12. EN LA MEZQUITA ENCANTADA

Para llegar a la base del minarete desde la entrada que Nayland Smith me había indicado, tenía que subir una escalera de piedra construida alrededor del muro interior. Había una galería en lo alto, adonde el muecín accedía antiguamente desde una estancia de la mezquita.

Mientras subía, respirando con dificultad, mis pasos resonaban en la estructura de aquella vieja torre con un eco misterioso. Tal vez no fuera el mejor momento para ponerse a reflexionar, pero el cerebro me funcionaba más rápido de lo que avanzaban mis pies.
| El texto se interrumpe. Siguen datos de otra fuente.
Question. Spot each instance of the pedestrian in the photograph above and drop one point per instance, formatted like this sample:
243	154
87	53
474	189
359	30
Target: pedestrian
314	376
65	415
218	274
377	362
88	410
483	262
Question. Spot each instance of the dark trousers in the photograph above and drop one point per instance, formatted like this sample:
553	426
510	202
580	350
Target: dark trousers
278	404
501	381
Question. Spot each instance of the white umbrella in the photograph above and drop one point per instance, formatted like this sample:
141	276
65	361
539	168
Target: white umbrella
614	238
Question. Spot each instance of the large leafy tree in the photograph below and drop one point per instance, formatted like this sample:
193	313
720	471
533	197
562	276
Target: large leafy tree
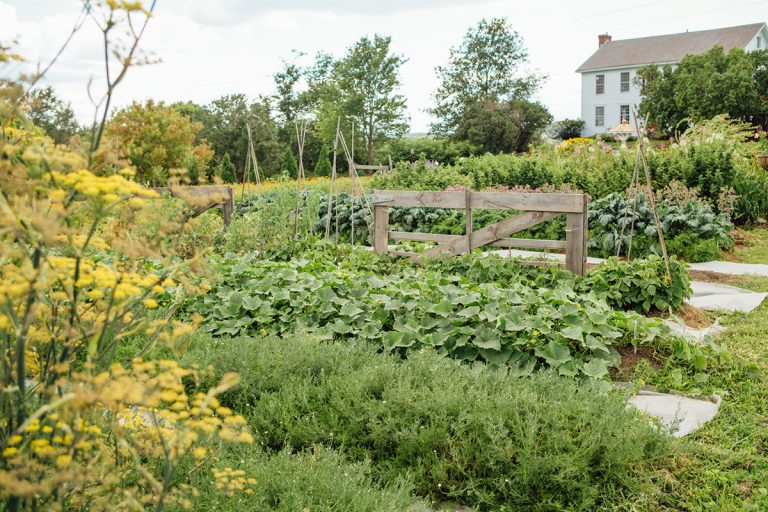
360	88
52	114
157	138
367	80
484	77
703	86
Empezaba a comprender cómo habían asesinado al pobre Van Berg. De algún modo, el acróbata se había columpiado hasta la habitación, probablemente desde una ventana de la mezquita. Los ganchos que tenía aferrados debían de ser un asidero y sin duda después los había atado a las asas del arca, que había llegado a su destino del mismo modo.

Sin embargo, al recordar el hilo semejante a una cuerda de violín que habíamos encontrado prendido a los ganchos volvió a asaltarme la duda. Aquella explicación era sencillamente imposible.

Llegué a la entrada de la galería, que se abría a mi derecha, y me detuve unos instantes. La oscuridad era tal que el rayo de la linterna no conseguía penetrarla. Ante mí había una puerta baja y estrecha. Conducía a la tortuosa escalera de piedra que me llevaría al balcón superior.

No me atraía para nada la perspectiva de sumirme en las tinieblas de aquel pasaje. Miré la entrada por última vez y me decidí a reanudar la marcha. Tropecé varias veces en aquellos peldaños empinados y ruinosos pero al fin la luna me iluminó el rostro y supe que había llegado al balcón.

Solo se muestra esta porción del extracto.